All calculated similarities (above a given threshold) between entities are returned. This output comprises a list of weighted edges - similarity between rows in dataset A to rows in dataset B. This is a many to many relationship where entities can appear in multiple edges.
Recovery from the distance measurements This output type includes the plaintext distance measurements between entities, this additional information can be used to fingerprint individual entities based on their ordered similarity scores. In combination with public information this can lead to recovery of identity. This attack is described in section 3 of Vulnerabilities in the use of similarity tables in combination with pseudonymisation to preserve data privacy in the UK Office for National Statistics’ Privacy-Preserving Record Linkage by Chris Culnane, Benjamin I. P. Rubinstein, Vanessa Teague.
In order to prevent this attack it is important not to provide the similarity table to untrusted parties.
Permutation and Mask¶
This output type involves creating a random reordering of the entities for both organizations; and creating a binary mask vector revealing where the reordered rows line up. This output is designed for use in multi-party computation algorithms.
This mitigates the Knowledge about set intersection problem from the direct mapping output - assuming the mask is not made available to the data providers.
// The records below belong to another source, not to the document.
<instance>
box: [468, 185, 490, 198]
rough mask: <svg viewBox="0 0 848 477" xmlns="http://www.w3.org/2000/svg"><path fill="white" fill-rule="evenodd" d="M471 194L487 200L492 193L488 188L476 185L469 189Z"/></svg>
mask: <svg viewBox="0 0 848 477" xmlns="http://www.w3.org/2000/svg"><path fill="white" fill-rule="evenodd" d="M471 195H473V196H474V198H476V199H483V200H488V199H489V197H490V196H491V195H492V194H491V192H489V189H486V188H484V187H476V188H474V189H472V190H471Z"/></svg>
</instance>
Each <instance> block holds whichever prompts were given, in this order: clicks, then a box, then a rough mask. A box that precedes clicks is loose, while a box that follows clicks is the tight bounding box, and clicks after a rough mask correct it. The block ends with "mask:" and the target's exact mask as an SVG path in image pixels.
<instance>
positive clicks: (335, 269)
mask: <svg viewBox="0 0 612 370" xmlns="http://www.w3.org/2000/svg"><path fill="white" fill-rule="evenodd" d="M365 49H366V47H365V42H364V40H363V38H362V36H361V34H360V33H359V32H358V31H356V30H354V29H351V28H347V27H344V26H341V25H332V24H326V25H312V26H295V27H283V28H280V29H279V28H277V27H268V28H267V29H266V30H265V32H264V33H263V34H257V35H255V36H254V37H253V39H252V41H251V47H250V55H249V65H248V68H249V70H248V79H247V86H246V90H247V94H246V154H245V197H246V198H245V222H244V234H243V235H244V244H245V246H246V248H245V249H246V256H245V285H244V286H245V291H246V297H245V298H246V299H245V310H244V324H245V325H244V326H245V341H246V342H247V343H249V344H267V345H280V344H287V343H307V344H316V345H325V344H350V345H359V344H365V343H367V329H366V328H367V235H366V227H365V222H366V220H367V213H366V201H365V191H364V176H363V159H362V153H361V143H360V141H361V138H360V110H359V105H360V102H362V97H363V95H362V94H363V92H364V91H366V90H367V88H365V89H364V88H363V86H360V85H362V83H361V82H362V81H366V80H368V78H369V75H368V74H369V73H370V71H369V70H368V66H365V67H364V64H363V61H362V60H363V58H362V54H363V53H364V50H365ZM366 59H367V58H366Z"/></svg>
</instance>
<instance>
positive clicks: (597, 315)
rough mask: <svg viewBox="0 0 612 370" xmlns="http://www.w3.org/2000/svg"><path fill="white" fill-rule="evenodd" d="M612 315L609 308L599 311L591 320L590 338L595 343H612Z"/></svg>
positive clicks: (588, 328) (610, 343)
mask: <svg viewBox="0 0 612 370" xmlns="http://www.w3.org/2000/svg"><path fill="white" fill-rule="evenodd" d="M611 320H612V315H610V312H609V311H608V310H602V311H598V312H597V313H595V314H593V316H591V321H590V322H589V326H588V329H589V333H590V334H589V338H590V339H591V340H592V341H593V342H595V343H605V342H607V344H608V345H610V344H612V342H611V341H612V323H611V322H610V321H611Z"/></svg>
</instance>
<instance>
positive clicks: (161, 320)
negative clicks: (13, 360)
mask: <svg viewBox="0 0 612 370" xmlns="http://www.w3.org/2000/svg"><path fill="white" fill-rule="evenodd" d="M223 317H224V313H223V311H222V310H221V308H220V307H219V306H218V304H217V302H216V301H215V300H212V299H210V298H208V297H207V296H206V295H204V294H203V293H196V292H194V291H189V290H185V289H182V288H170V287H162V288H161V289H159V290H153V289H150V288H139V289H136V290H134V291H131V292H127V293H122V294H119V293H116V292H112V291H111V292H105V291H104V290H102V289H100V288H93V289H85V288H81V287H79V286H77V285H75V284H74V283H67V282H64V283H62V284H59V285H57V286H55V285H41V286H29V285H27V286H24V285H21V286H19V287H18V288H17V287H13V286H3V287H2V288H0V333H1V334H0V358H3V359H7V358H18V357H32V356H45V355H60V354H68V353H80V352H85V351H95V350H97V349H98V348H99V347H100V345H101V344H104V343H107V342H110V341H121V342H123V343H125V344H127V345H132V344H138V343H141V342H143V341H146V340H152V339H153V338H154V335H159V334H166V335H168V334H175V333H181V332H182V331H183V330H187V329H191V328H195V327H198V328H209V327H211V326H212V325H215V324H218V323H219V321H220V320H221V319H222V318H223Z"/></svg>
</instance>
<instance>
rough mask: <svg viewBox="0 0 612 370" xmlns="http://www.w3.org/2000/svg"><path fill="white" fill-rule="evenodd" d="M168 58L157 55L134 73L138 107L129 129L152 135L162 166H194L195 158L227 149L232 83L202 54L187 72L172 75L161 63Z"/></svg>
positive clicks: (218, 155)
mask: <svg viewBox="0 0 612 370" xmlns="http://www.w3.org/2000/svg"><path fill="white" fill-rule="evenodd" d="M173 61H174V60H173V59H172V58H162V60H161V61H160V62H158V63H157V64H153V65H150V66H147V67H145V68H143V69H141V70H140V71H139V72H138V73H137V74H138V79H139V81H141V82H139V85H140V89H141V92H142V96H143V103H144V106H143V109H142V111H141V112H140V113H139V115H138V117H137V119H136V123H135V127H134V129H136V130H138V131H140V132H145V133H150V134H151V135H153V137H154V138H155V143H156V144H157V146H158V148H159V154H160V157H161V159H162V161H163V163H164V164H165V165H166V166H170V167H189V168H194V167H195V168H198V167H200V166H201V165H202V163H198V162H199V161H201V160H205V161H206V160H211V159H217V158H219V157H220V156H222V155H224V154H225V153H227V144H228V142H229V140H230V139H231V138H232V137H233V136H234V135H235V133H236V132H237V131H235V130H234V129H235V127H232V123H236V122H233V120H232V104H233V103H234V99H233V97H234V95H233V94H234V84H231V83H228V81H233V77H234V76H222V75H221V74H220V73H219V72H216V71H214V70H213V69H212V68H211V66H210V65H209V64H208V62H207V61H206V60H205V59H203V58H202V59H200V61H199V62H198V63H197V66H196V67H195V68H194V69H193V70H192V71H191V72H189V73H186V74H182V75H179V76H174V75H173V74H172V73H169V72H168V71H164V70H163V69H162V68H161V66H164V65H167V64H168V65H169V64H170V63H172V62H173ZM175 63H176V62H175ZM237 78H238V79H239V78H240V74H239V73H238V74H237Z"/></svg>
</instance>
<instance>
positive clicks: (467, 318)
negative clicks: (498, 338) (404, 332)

Note the mask will be the length of the smaller data set and is applied after permuting the entities. This means the owner of the larger data set learns a subset of her rows which are not in the smaller data set.
The following attack vectors need to be considered for all output types.
Stealing/Leaking uploaded CLKs
The uploaded CLKs for one organization could be leaked to the partner organization - who possesses the HMAC secret breaking semantic security. The entity service doesn’t expose an API that allows users to access any CLKs, the object store (MINIO or S3) and the database (postgresql) are configured to not allow public access.